Have a time issue, need advises on my parallel code

Hello everyone.

I am working on a computation fluid dynamics code which needs to solve some subdomains parallel defined in function ASPINS1Sub.
To do this, I wrote the code given below which consists of many if statements.

g1 = @spawnat 2  ASPINS1Sub(COMP, u, Fparam, N, Tln, UTln, MIln, SOLll,
            Tll, UTll, Sis, Sin, 1, G, INs1)
if nsubs > 1
                g2 = @spawnat 3 ASPINS1Sub(COMP, u, Fparam, N, Tln, UTln, MIln, SOLll,
                Tll, UTll, Sis, Sin, 2, G, INs1)  end
 if nsubs > 2
                g3 = @spawnat 4 ASPINS1Sub(COMP, u, Fparam, N, Tln, UTln, MIln, SOLll,
                Tll, UTll, Sis, Sin, 3, G, INs1)  end
if nsubs > 3
                g4 = @spawnat 5 ASPINS1Sub(COMP, u, Fparam, N, Tln, UTln, MIln, SOLll,
                Tll, UTll, Sis, Sin, 4, G, INs1)  end
.
.
.

nsubs is number of subdomains. So I write many if2 like this.
At the end I collect data and sum them as:

G = fetch(g1)
if nsubs > 1    G += fetch(g2)   end
if nsubs > 2    G += fetch(g3)   end
if nsubs > 3    G += fetch(g4)   end
if nsubs > 4    G += fetch(g5)   end
.
.
.

I also have 2 functions like in this patterns, many if statements.
However I have an issue with having too much if statemets.
It makes it take many time to enter to 2 upper function, 30-60 sec.

There should be an easier/alternative way to do this.
I need advises to make it better.

It’s hard to determine how to structure the parallelism without knowing what your solver’s doing. I’m having a hard time imagining a fluids code where you’d simply sum the results from each subdomain. Can you put together a minimal working example?

This section of the manual may be helpful: https://docs.julialang.org/en/stable/manual/parallel-computing#man-shared-arrays-1

If you really want a parallel reduction, you can use @parallel or pmap.

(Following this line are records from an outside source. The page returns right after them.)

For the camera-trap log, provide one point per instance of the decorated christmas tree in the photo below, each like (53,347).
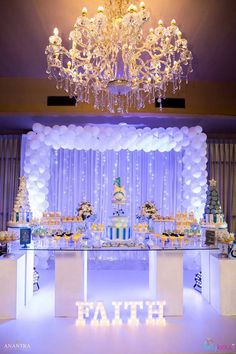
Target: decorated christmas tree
(21,211)
(213,212)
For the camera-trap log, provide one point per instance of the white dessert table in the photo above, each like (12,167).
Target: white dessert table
(223,285)
(12,290)
(70,281)
(166,280)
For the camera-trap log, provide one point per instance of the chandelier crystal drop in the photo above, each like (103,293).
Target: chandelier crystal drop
(112,64)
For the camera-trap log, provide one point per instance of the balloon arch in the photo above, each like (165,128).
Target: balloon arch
(192,141)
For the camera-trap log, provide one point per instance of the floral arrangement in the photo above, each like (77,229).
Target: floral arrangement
(85,210)
(148,210)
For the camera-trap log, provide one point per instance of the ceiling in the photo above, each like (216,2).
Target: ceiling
(209,26)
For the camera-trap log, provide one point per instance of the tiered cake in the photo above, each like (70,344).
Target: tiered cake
(119,230)
(21,214)
(213,215)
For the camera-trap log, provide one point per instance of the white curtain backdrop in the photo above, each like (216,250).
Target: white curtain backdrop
(88,175)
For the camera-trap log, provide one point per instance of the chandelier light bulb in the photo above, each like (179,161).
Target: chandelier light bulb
(84,11)
(179,34)
(112,65)
(142,5)
(100,9)
(55,31)
(132,8)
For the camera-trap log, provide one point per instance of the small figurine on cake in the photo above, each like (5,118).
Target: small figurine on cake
(148,210)
(119,195)
(85,210)
(118,229)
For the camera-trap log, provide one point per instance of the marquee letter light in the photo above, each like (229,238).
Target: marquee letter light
(133,320)
(100,310)
(117,320)
(160,320)
(83,311)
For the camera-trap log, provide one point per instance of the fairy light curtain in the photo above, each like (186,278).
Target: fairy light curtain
(78,175)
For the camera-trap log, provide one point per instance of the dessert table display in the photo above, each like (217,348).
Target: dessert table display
(12,280)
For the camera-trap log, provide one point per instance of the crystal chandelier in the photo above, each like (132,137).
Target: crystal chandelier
(112,65)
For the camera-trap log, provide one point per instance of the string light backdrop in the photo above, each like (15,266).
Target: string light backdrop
(102,158)
(89,175)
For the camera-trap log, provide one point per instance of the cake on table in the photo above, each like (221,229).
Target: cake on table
(119,229)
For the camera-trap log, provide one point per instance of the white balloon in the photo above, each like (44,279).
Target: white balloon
(37,127)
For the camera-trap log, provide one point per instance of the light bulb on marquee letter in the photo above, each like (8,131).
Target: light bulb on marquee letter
(133,320)
(117,320)
(83,311)
(100,310)
(160,320)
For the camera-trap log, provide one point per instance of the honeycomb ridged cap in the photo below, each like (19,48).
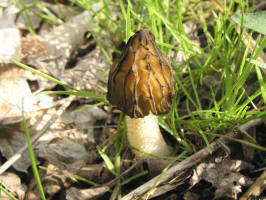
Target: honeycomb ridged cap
(141,81)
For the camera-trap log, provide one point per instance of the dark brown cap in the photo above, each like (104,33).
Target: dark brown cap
(141,81)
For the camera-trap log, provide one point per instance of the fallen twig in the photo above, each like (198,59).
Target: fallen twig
(256,188)
(185,164)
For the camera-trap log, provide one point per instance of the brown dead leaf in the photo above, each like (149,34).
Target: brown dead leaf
(223,175)
(88,72)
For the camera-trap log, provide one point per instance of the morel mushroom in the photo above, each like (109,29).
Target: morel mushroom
(141,85)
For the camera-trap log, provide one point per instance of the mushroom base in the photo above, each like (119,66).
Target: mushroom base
(144,134)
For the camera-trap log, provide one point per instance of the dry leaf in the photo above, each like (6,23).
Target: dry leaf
(224,176)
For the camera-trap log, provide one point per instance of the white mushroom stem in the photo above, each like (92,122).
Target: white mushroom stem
(144,134)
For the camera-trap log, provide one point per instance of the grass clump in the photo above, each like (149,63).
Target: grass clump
(219,83)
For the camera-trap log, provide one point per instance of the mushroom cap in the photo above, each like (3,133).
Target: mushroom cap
(141,81)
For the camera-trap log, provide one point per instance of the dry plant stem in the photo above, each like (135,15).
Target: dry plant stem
(256,188)
(144,134)
(185,164)
(94,192)
(35,138)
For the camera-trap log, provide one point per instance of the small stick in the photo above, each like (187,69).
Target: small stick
(35,138)
(256,188)
(187,163)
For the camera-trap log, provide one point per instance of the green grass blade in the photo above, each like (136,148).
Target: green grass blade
(32,157)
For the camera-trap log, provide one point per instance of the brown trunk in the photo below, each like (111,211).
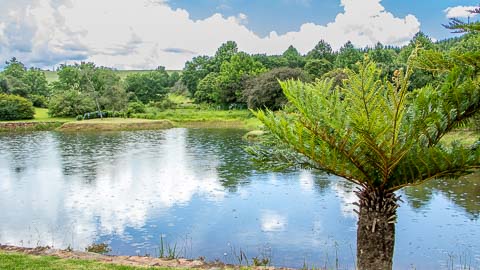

See https://docs.julialang.org/en/stable/manual/parallel-computing#Parallel-Map-and-Loops-1

Something like:

function f(nsubs)
    Gsum = @parallel (+) for subdomain in 1:nsubs
        ASPINS1Sub(COMP, u, Fparam, N, Tln, UTln, MIln, SOLll, Tll, UTll, Sis, Sin, subdomain, G, INs1)
    end
    return Gsum
end

function g(nsubs)
    Gs = pmap(subdomain -> ASPINS1Sub(COMP, u, Fparam, N, Tln, UTln, MIln, SOLll, Tll, UTll, Sis, Sin, subdomain, G, INs1), 1:nsubs)
    return sum(Gs)
end

Thank you. I have checked that page and this worked well. I finally got rid of many if statements.

The code is a kind of nonlinear preconditioner. I have fixed that issue thanks to greg_plowman.

On the other hand, I also need advise on Shared Arrays.
In one routine, I am generationg very large and sparse matrix in a for loop. I tried to parallelise but couldnt do it because of that fact that ın Julia there is no Shared Sparse Matrix.
I have seen that a package(ParallelSparseMatMul support it but package did not worked for me.

Any ideas on this?

Is your plan to assemble the sparse matrix in parallel? I advise against it (sorry if misread your question).

Remember that changing the sparsity structure of sparse matrices is O(N); hence, get an O(N^2) algorithm if you generate your matrix by something like

A=sparse([],[],Float64[],100,100);
for idx,val in keyvals
A[idx...]=val
end

You should rather collect the keys and values and call a sparse matrix constructor sparse(Is, Js, Vs, m, n) on it. I think there is no value in trying to assemble in parallel; the built-in single-threaded algorithm should be able to fill all your available memory very rapidly. If the computation of the coefficients is the expensive part, then just store them somewhere and join the sets before calling the constructors; if the computation of sparsity structure is cheap, you can also use the next paragraph.

Of course, mutating the sparse matrix post-construction in multiple threads makes perfect sense, as long as you never modify the sparsity structure. In this case, make sure to create slots for entries which are initially zero but might become nonzero later (by having an i,j,0.0 entry during construction). I am not sure about modifying values in different processes (@parallel instead of @threads).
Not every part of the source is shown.